あなたの日本語はまちがっていますよ 7
7、号泣
「号泣」とは、おいおい、オンオン、うわーん、と声を上げて叫び泣くことだ。
ところがテレビにかかると、ほんの少し涙を流しただけで「女優の××が号泣」と言う。もちろん、ネットでもそのように使われていることが多い。
ちょっと調べてみたら、「号泣」を「大量の涙を流すが、声を押し殺して泣くこと」などという間違った意味で理解している人が増えてきているという。
仮に(仮に、よ!)そこまで許容するとしても、はらりと流した涙を以て「号泣」とは、間違いも甚だしい。

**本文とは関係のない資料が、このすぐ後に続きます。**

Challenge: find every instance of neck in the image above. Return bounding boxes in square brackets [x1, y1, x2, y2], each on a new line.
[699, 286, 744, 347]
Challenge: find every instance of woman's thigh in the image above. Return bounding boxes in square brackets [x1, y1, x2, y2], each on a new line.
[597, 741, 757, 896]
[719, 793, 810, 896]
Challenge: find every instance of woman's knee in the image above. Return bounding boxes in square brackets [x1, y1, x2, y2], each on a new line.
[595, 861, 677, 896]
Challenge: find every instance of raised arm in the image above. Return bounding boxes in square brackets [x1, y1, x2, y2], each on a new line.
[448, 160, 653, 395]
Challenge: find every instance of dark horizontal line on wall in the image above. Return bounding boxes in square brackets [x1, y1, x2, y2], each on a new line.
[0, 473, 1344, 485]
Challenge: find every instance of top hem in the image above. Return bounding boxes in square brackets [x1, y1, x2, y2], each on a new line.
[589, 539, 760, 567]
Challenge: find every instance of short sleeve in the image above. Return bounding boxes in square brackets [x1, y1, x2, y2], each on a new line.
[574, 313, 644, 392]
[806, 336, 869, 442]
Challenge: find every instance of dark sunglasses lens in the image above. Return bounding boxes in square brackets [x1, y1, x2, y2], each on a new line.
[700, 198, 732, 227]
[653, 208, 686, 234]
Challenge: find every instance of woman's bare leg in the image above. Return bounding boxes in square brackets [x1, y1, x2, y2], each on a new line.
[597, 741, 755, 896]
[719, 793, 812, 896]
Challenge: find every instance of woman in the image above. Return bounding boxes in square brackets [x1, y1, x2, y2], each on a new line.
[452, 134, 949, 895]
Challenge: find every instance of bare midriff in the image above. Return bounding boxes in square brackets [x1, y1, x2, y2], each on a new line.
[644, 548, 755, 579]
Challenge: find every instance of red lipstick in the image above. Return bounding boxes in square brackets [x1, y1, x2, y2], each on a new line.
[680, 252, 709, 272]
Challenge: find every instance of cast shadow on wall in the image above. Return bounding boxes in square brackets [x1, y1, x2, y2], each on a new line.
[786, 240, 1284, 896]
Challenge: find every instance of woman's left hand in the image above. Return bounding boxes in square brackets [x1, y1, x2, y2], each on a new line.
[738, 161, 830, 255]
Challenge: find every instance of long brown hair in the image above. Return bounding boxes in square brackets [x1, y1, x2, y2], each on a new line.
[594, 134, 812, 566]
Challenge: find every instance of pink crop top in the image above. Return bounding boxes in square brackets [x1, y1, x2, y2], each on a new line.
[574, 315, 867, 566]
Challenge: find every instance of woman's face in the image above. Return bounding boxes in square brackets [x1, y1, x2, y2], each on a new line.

視聴率やページヴューを稼がなければならないところは、とにかく大袈裟な表現で、視聴を誘わなければならないから、涙を流しただけで「号泣」、クスりと笑う程度で「大爆笑」、ネタで軽く怒っただけで「大激怒」などなど、嘘の見出しを書く。
(一人で笑っている状態を指して「大爆笑」などとキャプションやナレーションを入れている場合がある。一人で「爆笑」はできませんよ!)
メディアの自分勝手な嘘は、こうして文化を破壊しているのだ。
今回はここまで。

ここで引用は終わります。